TEATRO: "O Resto Já Devem Conhecer do Cinema"



TEATRO: “O Resto Já Devem Conhecer do Cinema”,
de Martin Crimp, a partir de “Fenícias”, de Eurípedes
Encenação | Nuno Carinhas e Fernando Mora Ramos
Figurinos e cenografia | Nuno Carinhas
Interpretação | Isabel Lopes, João Cardoso, Sara Barros Leitão, António Parra, Fábio Costa, Fernando Mora Ramos, Jorge Mota, Joana Carvalho, Manuel Petiz, Ana Cunha, Pedro Frias, Carlos Borges e Mafalda Taveira, Maria Luis Cardoso, Marta Taveira, Sofia Guimarães
Produção | TNSJ
120 Minutos | M/12
Teatro Nacional de S. João
03 Abr 2019 | qua | 19:00


“Que filme é que vocês projectam incessantemente no cinema deserto da minha mente?”

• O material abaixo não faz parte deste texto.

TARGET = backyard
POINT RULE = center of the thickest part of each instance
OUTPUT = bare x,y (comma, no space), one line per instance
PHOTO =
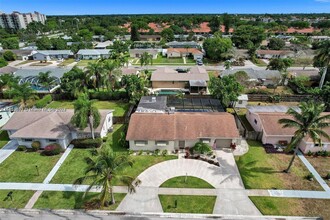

“Fenícias”, de Eurípedes, é o ponto de partida para “O Resto Já Devem Conhecer do Cinema”, peça escrita em 2012 por Martin Crimp e que pode ser vista por estes dias no Teatro Nacional de S. João, numa encenação de Nuno Carinhas e Fernando Mora Ramos. A peça situa-se numa parte da história de Édipo, na altura em que se trava a luta pela cidade de Tebas. Sabendo-se amaldiçoados por Édipo, os seus dois filhos, Etéocles e Polinices, fazem um pacto para governarem Tebas alternadamente e, assim, escaparem à morte que lhes está prometida. Mas Etéocles rompe o pacto e dá-se início a uma terrível guerra que culminará com a morte dos dois irmãos, ante os olhos da mãe, Jocasta, que em seguida se suicida. Entra-se então no território mais familiar de Édipo e Antígona, mas “o resto já devem conhecer do cinema”.

Quando um texto se desdobra de sentidos, por camadas e planos horizontais e transversais, explícitos e ocultos, imersos na massa textual, torna-se impossível fixá-lo numa fórmula. Aqui, esse desdobrar é logo reflexo de um jogo com os tempos, de uma aposta na heterocronia que, comparando de modo audível / visível / legível tempos e sentidos, vê a marcha da história como o contrário de uma narrativa de progresso. Caminhamos para o fim, como tudo na vida, isso parece ser claro. O que significa que caminhamos para a hipótese de um novo começo, de novos começos, provavelmente depois de nova catástrofe global.

Em “O Resto Já Devem Conhecer do Cinema”, a grande pergunta (a peça é na forma um longo enigma) é sobre a natureza do humano entre a resposta da genética e os acontecimentos da história, entre o animal que se quer libertar da fera em direcção à racionalidade que supostamente determina o humano e os feitos sistémicos das guerras associadas à economia, à pilhagem de recursos, aos modos de escravizar o outro. Misturando o mito antigo com a necessidade de mediar a nossa realidade, o mundo global em que vivemos, Crimp assume um permanente diálogo entre o arcaico e o agora. E o agora tem muito que ver com a frase final da peça, uma pergunta, o que não é inocente: “Que filme é que vocês projectam incessantemente no cinema deserto da minha mente?” Talvez a resposta se encontre na forma como a peça consegue envolver o espectador naquilo que acabou de ver.